Quand je retrouve Svana Bjarnason pour cette interview au Festival Femmes en Montagne, elle m’accueille comme si on se connaissait depuis toujours. Son sourire est chaleureux, complice même, et pourtant, c’est la première fois que l’on se voit. « Je lis Vertige Media, alors je me sens déjà un peu chez moi », lance-t-elle en s’installant. Une manière d’ouvrir la discussion avec décontraction, même si ce qu’elle partage ensuite est tout sauf léger.


Svana Bjarnason a beau être une grimpeuse accomplie, elle refuse de se laisser enfermer dans une image lisse. À travers son film Climbing from the Ashes, la Franco-Islandaise raconte son combat pour enchaîner Mind Control, une voie mythique cotée 8C en Espagne. Mais au-delà de l’exploit sportif, ce documentaire explore les défis personnels, les blessures, et les moments de vulnérabilité qui jalonnent sa vie. Et à mesure qu’elle se confie, on découvre une athlète à la fois sincère, entière, et profondément humaine.


Svana Bjarnason
© David Pillet

Mind Control : la voie, mais pas que


Mind Control c’était une épreuve totale, physique et mentale pour Svana. Entre un incendie qui a ravagé la falaise et des blessures récurrentes, le projet a mis à l’épreuve bien plus que ses doigts et son mental de grimpeuse. Pourtant, elle confie que la réussite n’était pas l’objectif principal.


« Même si je n’avais pas réussi cette voie, j’aurais gardé des souvenirs incroyables. J’ai tellement appris sur moi-même pendant cette expérience. »

Cette voie n’est effectivement qu’un fil conducteur. Climbing from the Ashes ne se concentre pas sur la seule performance, mais sur le processus, les doutes, et les moments où tout semble s’effondrer. « Ce film, je l’aurais fait même si je n’avais pas enchaîné. L’enjeu dépassait largement la réussite. »


Dire la vérité, même quand elle dérange


Pour Svana, être visible dans le milieu de l’escalade implique une responsabilité implicite : celle d’inspirer sans travestir la réalité. « Je ne veux pas mentir sur les réseaux sociaux. Oui, je suis DJ à mes heures perdues, et oui, ça m’arrive de faire la fête. Je n’ai pas à le cacher. » Mais cet engagement à être elle-même va bien au-delà d’anecdotes légères.


Dans son film, Svana choisit d'ailleurs d’aborder un sujet encore largement tabou : son avortement.
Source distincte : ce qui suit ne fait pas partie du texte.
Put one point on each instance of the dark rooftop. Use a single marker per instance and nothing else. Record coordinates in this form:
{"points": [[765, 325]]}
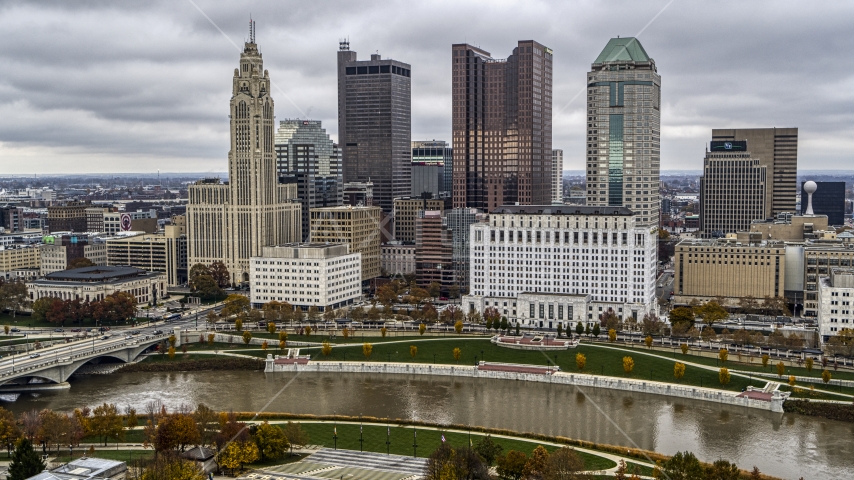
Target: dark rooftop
{"points": [[562, 210], [95, 274]]}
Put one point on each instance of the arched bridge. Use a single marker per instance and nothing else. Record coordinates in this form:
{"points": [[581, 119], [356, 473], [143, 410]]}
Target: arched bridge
{"points": [[57, 363]]}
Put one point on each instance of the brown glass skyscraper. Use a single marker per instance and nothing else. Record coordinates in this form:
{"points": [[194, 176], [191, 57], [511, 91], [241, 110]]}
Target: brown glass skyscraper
{"points": [[502, 126], [374, 124]]}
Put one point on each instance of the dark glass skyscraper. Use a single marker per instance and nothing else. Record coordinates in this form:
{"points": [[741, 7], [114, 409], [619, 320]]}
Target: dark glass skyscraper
{"points": [[502, 126], [305, 155], [374, 124], [828, 199]]}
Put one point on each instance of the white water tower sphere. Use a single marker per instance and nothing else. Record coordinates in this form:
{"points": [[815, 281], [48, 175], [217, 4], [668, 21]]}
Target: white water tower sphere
{"points": [[810, 187]]}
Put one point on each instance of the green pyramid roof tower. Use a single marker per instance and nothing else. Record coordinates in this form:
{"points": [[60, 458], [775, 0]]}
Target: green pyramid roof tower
{"points": [[625, 49]]}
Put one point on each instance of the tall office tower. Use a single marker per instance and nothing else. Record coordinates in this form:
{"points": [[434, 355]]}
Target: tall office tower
{"points": [[777, 149], [828, 199], [623, 129], [732, 189], [434, 254], [306, 156], [431, 167], [557, 176], [406, 212], [502, 126], [232, 222], [458, 221], [357, 226], [374, 123]]}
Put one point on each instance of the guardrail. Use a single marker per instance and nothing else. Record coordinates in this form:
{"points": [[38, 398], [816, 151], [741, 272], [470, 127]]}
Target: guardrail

« Tout est fait pour que tu te sentes honteux. À l’époque, je ne travaillais pas beaucoup, donc poser une journée n’était pas un problème. Mais pour quelqu’un qui bosse à plein temps, il faut poser un congé pour avorter, et on te dit que tu peux travailler en télétravail. Moi, j’étais pliée de douleur sur mon canapé. »

Svana Bjarnason
© David Pillet

Cette expérience l’a poussée à partager son histoire, d’abord avec ses proches, puis plus largement sur les réseaux sociaux. « En parler m’a libérée. J’ai reçu des conseils, et j’ai pu en donner à d’autres. Ça m’a aidée, et ça a aidé des personnes en retour. »
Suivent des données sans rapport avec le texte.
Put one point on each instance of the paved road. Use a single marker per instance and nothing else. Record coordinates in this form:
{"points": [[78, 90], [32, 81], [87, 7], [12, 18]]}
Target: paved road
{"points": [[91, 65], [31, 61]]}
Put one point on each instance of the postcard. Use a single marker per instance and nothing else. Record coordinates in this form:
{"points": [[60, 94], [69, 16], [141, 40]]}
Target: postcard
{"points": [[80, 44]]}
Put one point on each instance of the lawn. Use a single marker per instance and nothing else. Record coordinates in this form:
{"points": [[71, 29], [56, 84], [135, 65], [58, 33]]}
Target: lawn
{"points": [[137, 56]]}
Médiatiser autrement : des histoires avant tout


Pour Svana, mieux médiatiser l’escalade ne signifie pas en parler davantage, mais mieux. « J’aime l’idée de raconter l’histoire derrière la performance. Dire que quelqu’un a fait une voie dure, c’est plat. Ce qui m’intéresse, c’est ce qu’il ou elle a mis en place pour réussir. »


Elle cite en exemple Jessica Pilz, qui a récemment enchaîné Papichulo (9a+). « Elle a expliqué qu’au début, elle voulait abandonner. Ce genre de détail, ça humanise l’exploit. » Cette approche se retrouve dans Climbing from the Ashes, où Svana dévoile les coulisses d’une vie de grimpeuse marquée par les hauts et les bas.


Neom : un choix difficile


Quand on interroge Svana sur son invitation aux Neom Beach Games en Arabie Saoudite, elle confie avoir hésité longuement. « J’ai demandé à des grimpeurs locaux ce qu’ils en pensaient. Ils étaient choqués par la vision que l’Occident a de leur pays et m’ont conseillé de venir voir par moi-même. » Pourtant, le contexte politique et humain entourant l’événement pèse lourd.
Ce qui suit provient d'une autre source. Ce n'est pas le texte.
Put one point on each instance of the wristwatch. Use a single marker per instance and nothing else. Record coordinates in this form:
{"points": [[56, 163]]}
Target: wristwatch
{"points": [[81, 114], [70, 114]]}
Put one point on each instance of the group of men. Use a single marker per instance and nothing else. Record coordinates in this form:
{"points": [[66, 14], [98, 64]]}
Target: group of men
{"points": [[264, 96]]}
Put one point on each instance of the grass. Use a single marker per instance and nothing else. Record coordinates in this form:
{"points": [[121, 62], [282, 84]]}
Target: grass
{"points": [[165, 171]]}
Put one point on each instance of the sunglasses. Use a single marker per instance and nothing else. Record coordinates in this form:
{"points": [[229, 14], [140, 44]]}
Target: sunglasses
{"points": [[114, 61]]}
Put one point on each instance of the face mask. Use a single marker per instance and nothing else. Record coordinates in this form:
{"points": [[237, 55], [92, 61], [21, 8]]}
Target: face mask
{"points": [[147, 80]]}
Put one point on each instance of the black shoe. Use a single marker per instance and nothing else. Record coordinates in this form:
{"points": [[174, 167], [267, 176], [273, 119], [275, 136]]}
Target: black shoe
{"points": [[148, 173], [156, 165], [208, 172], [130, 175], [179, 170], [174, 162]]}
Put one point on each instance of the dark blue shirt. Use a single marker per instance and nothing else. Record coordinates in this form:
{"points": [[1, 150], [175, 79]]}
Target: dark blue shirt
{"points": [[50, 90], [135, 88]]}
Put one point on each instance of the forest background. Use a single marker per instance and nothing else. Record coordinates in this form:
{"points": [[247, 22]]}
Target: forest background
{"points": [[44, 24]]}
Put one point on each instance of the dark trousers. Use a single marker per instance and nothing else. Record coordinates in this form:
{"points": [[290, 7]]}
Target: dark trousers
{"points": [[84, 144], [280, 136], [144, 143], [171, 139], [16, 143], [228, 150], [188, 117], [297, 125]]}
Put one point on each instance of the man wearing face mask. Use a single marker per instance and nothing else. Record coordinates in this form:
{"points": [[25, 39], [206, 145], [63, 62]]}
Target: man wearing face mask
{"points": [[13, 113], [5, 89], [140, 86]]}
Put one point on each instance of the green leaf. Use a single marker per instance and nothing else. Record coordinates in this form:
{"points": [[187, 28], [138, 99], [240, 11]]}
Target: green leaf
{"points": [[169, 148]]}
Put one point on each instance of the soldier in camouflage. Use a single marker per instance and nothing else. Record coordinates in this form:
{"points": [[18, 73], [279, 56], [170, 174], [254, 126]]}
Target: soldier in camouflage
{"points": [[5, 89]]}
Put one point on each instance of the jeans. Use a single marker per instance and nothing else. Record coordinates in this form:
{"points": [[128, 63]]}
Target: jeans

« Vérifier par soi-même ? Ça ne marche pas. On te montre ce qu’on veut. »

Finalement, Svana a choisi de décliner l’invitation. « Je ne voulais pas avoir à me justifier. C’était trop politique pour moi. » Elle admet néanmoins comprendre la complexité de la situation pour d’autres grimpeurs. « Dans un milieu où les moyens financiers sont limités, je ne juge pas ceux qui font des choix différents. »


Svana Bjarnason
© David Pillet

L’escalade d’aujourd’hui : entre démocratisation et contradictions


Svana observe avec lucidité l’évolution de l’escalade. « L’escalade en salle, c’est le nouveau fitness. Beaucoup de grimpeurs ne vont jamais dehors, et ce n’est pas grave. Mais il faut les éduquer, car grimper en salle et grimper en falaise, ce n’est pas la même chose. »


Malgré l’augmentation du nombre de pratiquants, les conditions de vie des athlètes restent précaires.


« Gagner une Coupe du Monde, c’est à peine 3 000 euros. Paradoxalement, des contests privés offrent souvent plus. »

Ce paradoxe reflète un marché encore en construction, où les athlètes doivent jongler entre passion et survie financière.


Quand on interroge Svana Bjarnason, elle confie ne pas s’attendre à certaines questions, comme si elle ne réalisait pas pleinement à quel point ses choix de vie et ses prises de parole interpellent. Pourtant, c’est bien elle qui, à travers son film et son authenticité assumée, enclenche ce type de discussions. Climbing from the Ashes est un prétexte pour ouvrir des débats qui dépassent largement l’escalade : la résilience face à l’échec, la nécessité de transparence, ou encore les dilemmes éthiques auxquels chacun peut être confronté.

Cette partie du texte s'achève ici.